Außergerichtliche Einigung nach Rückrufaktion

Mit einer milliardenschweren Entschädigung setzt Toyota einer Sammelklage nach seinen Massenrückrufen vor drei Jahren ein Ende. Der japanische Autohersteller schloss mit den Klägern eine außergerichtliche Einigung, die allerdings noch von einem kalifornischen Bundesrichter bestätigt werden muss. Toyota erklärte sich demnach bereit, 1,1 Milliarden Dollar (etwa 823 Millionen Euro) an Entschädigung zu zahlen.

Ende 2009 und Anfang 2010 hatte Toyota fast neun Millionen Fahrzeuge in die Werkstätten zurückbeordert, unter anderem wegen Problemen mit Fußmatten. Die Matten wurden mit tödlichen Unfällen in Zusammenhang gebracht. Sie sollen sich mit dem Gaspedal verhakt und dadurch eine ungebremste Beschleunigung ausgelöst haben. Die Zahl der zurückgerufenen Fahrzeuge wegen des Fußmatten-Problems stieg in der Folgezeit auf mehr als zwölf Millionen.

Den US-Besitzern von betroffenen Modellen zahlt Toyota nun eine Entschädigung. Fahrzeughalter, die ihr Auto nach den Rückrufen - unter Wert - verkauft haben, sollen insgesamt 250 Millionen Dollar erhalten. Weitere 250 Millionen Dollar gehen demnach an Besitzer, in deren Wagen das Bremssystem nicht ausgewechselt werden konnte. Zudem bietet Toyota Gratis-Reparaturen für einige Komponenten. 30 Millionen Dollar gehen in die Sicherheitsforschung.

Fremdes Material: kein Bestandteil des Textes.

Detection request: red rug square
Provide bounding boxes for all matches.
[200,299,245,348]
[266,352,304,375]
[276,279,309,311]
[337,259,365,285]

Die Rückrufaktionen hatten dem Ansehen von Toyota massiv geschadet. Seitdem arbeitet der Konzern hart daran, sein Image als Produzent sicherer Autos zurückzugewinnen. Parallel hat der Konzern mit den Folgen der Weltwirtschaftskrise und des Tsunamis im Jahr 2011 sowie mit einem starken Yen zu kämpfen. Die Einigung mit den Sammelklägern erspart Toyota nun ein langwieriges Gerichtsverfahren mit verärgerten Kunden.